The Science of Liberty
Title | The Science of Liberty PDF eBook |
Author | Timothy Ferris |
Publisher | Harper Collins |
Pages | 386 |
Release | 2011-02-08 |
Genre | Science |
ISBN | 0060781513 |
In his most powerful book to date, award-winning author Timothy Ferris makes a passionate case for science as the inspiration behind the rise of liberalism and democracy. Ferris shows how science was integral to the American Revolution but misinterpreted in the French Revolution; reflects on the history of liberalism, stressing its widely underestimated and mutually beneficial relationship with science; and surveys the forces that have opposed science and liberalism—from communism and fascism to postmodernism and Islamic fundamentalism. A sweeping intellectual history, The Science of Liberty is a stunningly original work that transcends the antiquated concepts of left and right.
Science, Freedom, Democracy
Title | Science, Freedom, Democracy PDF eBook |
Author | Péter Hartl |
Publisher | Routledge |
Pages | 198 |
Release | 2021-03-21 |
Genre | Science |
ISBN | 1000345408 |
This book addresses the complex relationship between the values of liberal democracy and the values associated with scientific research. The chapters explore how these values mutually reinforce or conflict with one another, in both historical and contemporary contexts. The contributors utilize various approaches to address this timely subject, including historical studies, philosophical analysis, and sociological case studies. The chapters cover a range of topics including academic freedom and autonomy, public control of science, the relationship between scientific pluralism and deliberative democracy, lay-expert relations in a democracy, and the threat of populism and autocracy to scientific inquiry.
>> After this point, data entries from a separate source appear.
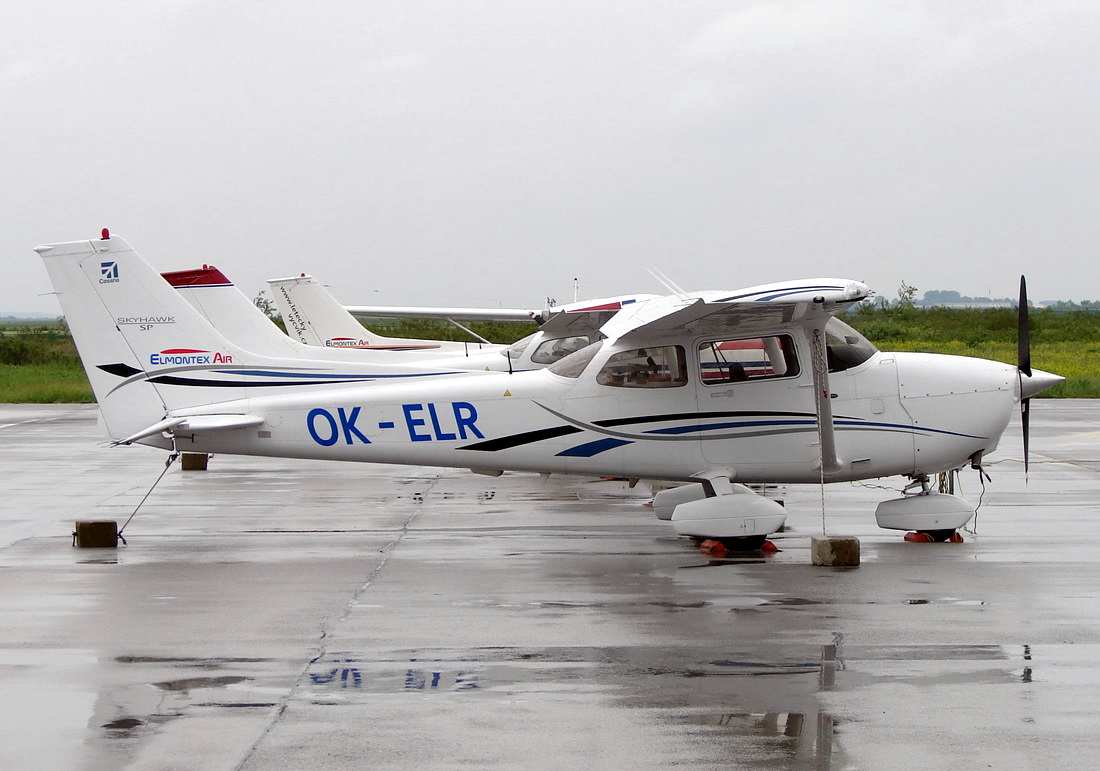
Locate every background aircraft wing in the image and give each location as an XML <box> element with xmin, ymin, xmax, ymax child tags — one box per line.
<box><xmin>345</xmin><ymin>305</ymin><xmax>539</xmax><ymax>322</ymax></box>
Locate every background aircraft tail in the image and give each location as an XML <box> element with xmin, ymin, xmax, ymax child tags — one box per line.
<box><xmin>268</xmin><ymin>274</ymin><xmax>480</xmax><ymax>356</ymax></box>
<box><xmin>36</xmin><ymin>234</ymin><xmax>469</xmax><ymax>443</ymax></box>
<box><xmin>164</xmin><ymin>265</ymin><xmax>311</xmax><ymax>358</ymax></box>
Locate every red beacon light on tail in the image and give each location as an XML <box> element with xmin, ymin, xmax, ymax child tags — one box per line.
<box><xmin>101</xmin><ymin>228</ymin><xmax>110</xmax><ymax>240</ymax></box>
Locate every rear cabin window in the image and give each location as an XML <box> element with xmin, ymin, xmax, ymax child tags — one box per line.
<box><xmin>596</xmin><ymin>346</ymin><xmax>687</xmax><ymax>388</ymax></box>
<box><xmin>698</xmin><ymin>335</ymin><xmax>800</xmax><ymax>385</ymax></box>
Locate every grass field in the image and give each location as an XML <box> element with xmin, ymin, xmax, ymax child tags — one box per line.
<box><xmin>1</xmin><ymin>308</ymin><xmax>1096</xmax><ymax>402</ymax></box>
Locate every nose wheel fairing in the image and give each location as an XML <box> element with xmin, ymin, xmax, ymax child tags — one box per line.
<box><xmin>875</xmin><ymin>491</ymin><xmax>975</xmax><ymax>533</ymax></box>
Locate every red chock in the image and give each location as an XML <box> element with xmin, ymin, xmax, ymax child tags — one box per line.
<box><xmin>700</xmin><ymin>539</ymin><xmax>727</xmax><ymax>557</ymax></box>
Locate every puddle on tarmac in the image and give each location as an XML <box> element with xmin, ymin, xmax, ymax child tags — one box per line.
<box><xmin>116</xmin><ymin>655</ymin><xmax>268</xmax><ymax>666</ymax></box>
<box><xmin>152</xmin><ymin>675</ymin><xmax>248</xmax><ymax>692</ymax></box>
<box><xmin>94</xmin><ymin>655</ymin><xmax>280</xmax><ymax>745</ymax></box>
<box><xmin>681</xmin><ymin>711</ymin><xmax>807</xmax><ymax>737</ymax></box>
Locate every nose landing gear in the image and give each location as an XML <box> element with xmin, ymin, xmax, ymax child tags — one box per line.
<box><xmin>876</xmin><ymin>474</ymin><xmax>975</xmax><ymax>542</ymax></box>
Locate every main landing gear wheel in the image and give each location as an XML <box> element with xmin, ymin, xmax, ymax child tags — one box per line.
<box><xmin>697</xmin><ymin>535</ymin><xmax>772</xmax><ymax>554</ymax></box>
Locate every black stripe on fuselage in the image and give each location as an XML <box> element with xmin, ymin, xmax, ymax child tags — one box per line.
<box><xmin>457</xmin><ymin>425</ymin><xmax>583</xmax><ymax>452</ymax></box>
<box><xmin>97</xmin><ymin>363</ymin><xmax>143</xmax><ymax>377</ymax></box>
<box><xmin>459</xmin><ymin>410</ymin><xmax>824</xmax><ymax>452</ymax></box>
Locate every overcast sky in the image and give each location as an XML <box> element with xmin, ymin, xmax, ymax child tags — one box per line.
<box><xmin>5</xmin><ymin>1</ymin><xmax>1099</xmax><ymax>314</ymax></box>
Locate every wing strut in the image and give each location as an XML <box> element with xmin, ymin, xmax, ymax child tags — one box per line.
<box><xmin>809</xmin><ymin>322</ymin><xmax>843</xmax><ymax>476</ymax></box>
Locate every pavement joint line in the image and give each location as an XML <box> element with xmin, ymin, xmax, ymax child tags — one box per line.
<box><xmin>0</xmin><ymin>414</ymin><xmax>75</xmax><ymax>429</ymax></box>
<box><xmin>231</xmin><ymin>475</ymin><xmax>438</xmax><ymax>771</ymax></box>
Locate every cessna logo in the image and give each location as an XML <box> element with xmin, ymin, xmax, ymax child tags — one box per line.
<box><xmin>99</xmin><ymin>262</ymin><xmax>120</xmax><ymax>284</ymax></box>
<box><xmin>149</xmin><ymin>348</ymin><xmax>234</xmax><ymax>366</ymax></box>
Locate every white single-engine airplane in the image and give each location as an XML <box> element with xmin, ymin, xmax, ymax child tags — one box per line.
<box><xmin>38</xmin><ymin>232</ymin><xmax>1063</xmax><ymax>549</ymax></box>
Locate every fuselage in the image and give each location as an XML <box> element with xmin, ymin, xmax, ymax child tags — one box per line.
<box><xmin>163</xmin><ymin>325</ymin><xmax>1021</xmax><ymax>484</ymax></box>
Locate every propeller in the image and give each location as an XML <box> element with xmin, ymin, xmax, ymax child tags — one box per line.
<box><xmin>1018</xmin><ymin>276</ymin><xmax>1031</xmax><ymax>476</ymax></box>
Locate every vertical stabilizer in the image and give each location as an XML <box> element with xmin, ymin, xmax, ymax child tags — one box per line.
<box><xmin>269</xmin><ymin>274</ymin><xmax>389</xmax><ymax>347</ymax></box>
<box><xmin>268</xmin><ymin>274</ymin><xmax>474</xmax><ymax>356</ymax></box>
<box><xmin>36</xmin><ymin>236</ymin><xmax>171</xmax><ymax>443</ymax></box>
<box><xmin>35</xmin><ymin>235</ymin><xmax>472</xmax><ymax>442</ymax></box>
<box><xmin>164</xmin><ymin>266</ymin><xmax>317</xmax><ymax>358</ymax></box>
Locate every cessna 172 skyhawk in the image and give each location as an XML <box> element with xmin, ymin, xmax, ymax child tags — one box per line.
<box><xmin>37</xmin><ymin>232</ymin><xmax>1063</xmax><ymax>548</ymax></box>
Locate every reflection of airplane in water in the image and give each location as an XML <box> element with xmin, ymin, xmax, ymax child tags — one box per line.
<box><xmin>38</xmin><ymin>232</ymin><xmax>1062</xmax><ymax>550</ymax></box>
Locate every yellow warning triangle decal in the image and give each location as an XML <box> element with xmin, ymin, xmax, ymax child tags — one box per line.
<box><xmin>503</xmin><ymin>390</ymin><xmax>512</xmax><ymax>397</ymax></box>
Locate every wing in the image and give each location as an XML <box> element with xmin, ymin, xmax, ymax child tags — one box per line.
<box><xmin>344</xmin><ymin>305</ymin><xmax>540</xmax><ymax>322</ymax></box>
<box><xmin>603</xmin><ymin>279</ymin><xmax>870</xmax><ymax>342</ymax></box>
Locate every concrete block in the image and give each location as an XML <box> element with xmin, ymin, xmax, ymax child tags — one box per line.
<box><xmin>811</xmin><ymin>535</ymin><xmax>860</xmax><ymax>567</ymax></box>
<box><xmin>74</xmin><ymin>520</ymin><xmax>118</xmax><ymax>548</ymax></box>
<box><xmin>181</xmin><ymin>453</ymin><xmax>209</xmax><ymax>471</ymax></box>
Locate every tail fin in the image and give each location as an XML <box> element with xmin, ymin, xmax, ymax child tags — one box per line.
<box><xmin>268</xmin><ymin>274</ymin><xmax>473</xmax><ymax>355</ymax></box>
<box><xmin>268</xmin><ymin>274</ymin><xmax>378</xmax><ymax>347</ymax></box>
<box><xmin>36</xmin><ymin>236</ymin><xmax>171</xmax><ymax>443</ymax></box>
<box><xmin>164</xmin><ymin>265</ymin><xmax>308</xmax><ymax>358</ymax></box>
<box><xmin>36</xmin><ymin>234</ymin><xmax>470</xmax><ymax>442</ymax></box>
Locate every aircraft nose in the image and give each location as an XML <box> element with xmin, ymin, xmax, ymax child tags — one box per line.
<box><xmin>1021</xmin><ymin>368</ymin><xmax>1064</xmax><ymax>400</ymax></box>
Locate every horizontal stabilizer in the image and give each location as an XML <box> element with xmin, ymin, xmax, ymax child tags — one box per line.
<box><xmin>115</xmin><ymin>414</ymin><xmax>264</xmax><ymax>446</ymax></box>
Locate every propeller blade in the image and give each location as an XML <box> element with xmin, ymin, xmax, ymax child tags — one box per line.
<box><xmin>1022</xmin><ymin>397</ymin><xmax>1030</xmax><ymax>477</ymax></box>
<box><xmin>1018</xmin><ymin>275</ymin><xmax>1032</xmax><ymax>377</ymax></box>
<box><xmin>1019</xmin><ymin>275</ymin><xmax>1032</xmax><ymax>478</ymax></box>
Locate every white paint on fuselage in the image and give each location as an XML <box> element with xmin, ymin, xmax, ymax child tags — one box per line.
<box><xmin>163</xmin><ymin>343</ymin><xmax>1018</xmax><ymax>486</ymax></box>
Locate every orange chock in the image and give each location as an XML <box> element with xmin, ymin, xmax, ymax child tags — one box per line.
<box><xmin>760</xmin><ymin>540</ymin><xmax>779</xmax><ymax>553</ymax></box>
<box><xmin>949</xmin><ymin>532</ymin><xmax>965</xmax><ymax>543</ymax></box>
<box><xmin>904</xmin><ymin>531</ymin><xmax>934</xmax><ymax>543</ymax></box>
<box><xmin>700</xmin><ymin>539</ymin><xmax>727</xmax><ymax>556</ymax></box>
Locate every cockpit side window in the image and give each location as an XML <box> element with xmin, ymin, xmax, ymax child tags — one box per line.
<box><xmin>596</xmin><ymin>345</ymin><xmax>687</xmax><ymax>388</ymax></box>
<box><xmin>824</xmin><ymin>318</ymin><xmax>877</xmax><ymax>373</ymax></box>
<box><xmin>547</xmin><ymin>340</ymin><xmax>604</xmax><ymax>378</ymax></box>
<box><xmin>698</xmin><ymin>335</ymin><xmax>800</xmax><ymax>385</ymax></box>
<box><xmin>530</xmin><ymin>335</ymin><xmax>592</xmax><ymax>364</ymax></box>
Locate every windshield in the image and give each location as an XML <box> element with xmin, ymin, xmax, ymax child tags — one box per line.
<box><xmin>530</xmin><ymin>335</ymin><xmax>592</xmax><ymax>364</ymax></box>
<box><xmin>825</xmin><ymin>317</ymin><xmax>877</xmax><ymax>372</ymax></box>
<box><xmin>501</xmin><ymin>333</ymin><xmax>535</xmax><ymax>359</ymax></box>
<box><xmin>547</xmin><ymin>341</ymin><xmax>604</xmax><ymax>378</ymax></box>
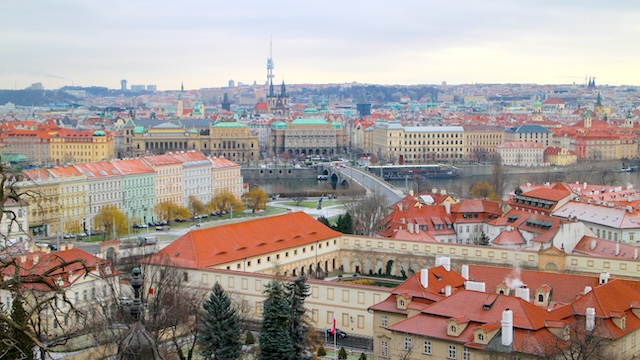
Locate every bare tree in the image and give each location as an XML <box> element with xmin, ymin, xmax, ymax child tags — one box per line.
<box><xmin>343</xmin><ymin>189</ymin><xmax>389</xmax><ymax>236</ymax></box>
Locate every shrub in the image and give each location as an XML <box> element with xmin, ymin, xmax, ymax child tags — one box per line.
<box><xmin>317</xmin><ymin>344</ymin><xmax>327</xmax><ymax>356</ymax></box>
<box><xmin>338</xmin><ymin>347</ymin><xmax>348</xmax><ymax>359</ymax></box>
<box><xmin>359</xmin><ymin>353</ymin><xmax>367</xmax><ymax>360</ymax></box>
<box><xmin>245</xmin><ymin>330</ymin><xmax>255</xmax><ymax>345</ymax></box>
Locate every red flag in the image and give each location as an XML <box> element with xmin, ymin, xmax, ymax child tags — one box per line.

Taken together the essays demonstrate how democratic values and the epistemic and non-epistemic values associated with science are interconnected. Science, Freedom, Democracy will be of interest to scholars and graduate students working in philosophy of science, history of philosophy, sociology of science, political philosophy, and epistemology.
Democracy, Expertise, and Academic Freedom
Title | Democracy, Expertise, and Academic Freedom PDF eBook |
Author | Robert C. Post |
Publisher | Yale University Press |
Pages | 193 |
Release | 2012-01-24 |
Genre | Law |
ISBN | 0300148631 |
A leading American legal scholar offers a surprising account of the incompleteness of prevailing theories of freedom of speech. Robert C. Post shows that the familiar understanding of the First Amendment, which stresses the “marketplace of ideas” and which holds that "everyone is entitled to an opinion," is inadequate to create and preserve the expert knowledge that is necessary for a modern democracy to thrive. For a modern society reliably to answer such questions as whether nicotine causes cancer, the free and open exchange of ideas must be complemented by standards of scientific competence and practice that are both hierarchical and judgmental. Post develops a theory of First Amendment rights that seeks to explain both the need for the free formation of public opinion and the need for the distribution and creation of expertise. Along the way he offers a new and useful account of constitutional doctrines of academic freedom. These doctrines depend both upon free expression and the necessity of the kinds of professional judgment that universities exercise when they grant or deny tenure, or that professional journals exercise when they accept or reject submissions.
The People Vs. Democracy
Title | The People Vs. Democracy PDF eBook |
Author | Yascha Mounk |
Publisher | Harvard University Press |
Pages | 401 |
Release | 2018-03-05 |
Genre | Political Science |
ISBN | 0674976827 |
Uiteenzetting over de opkomst van het populisme en het gevaar daarvan voor de democratie.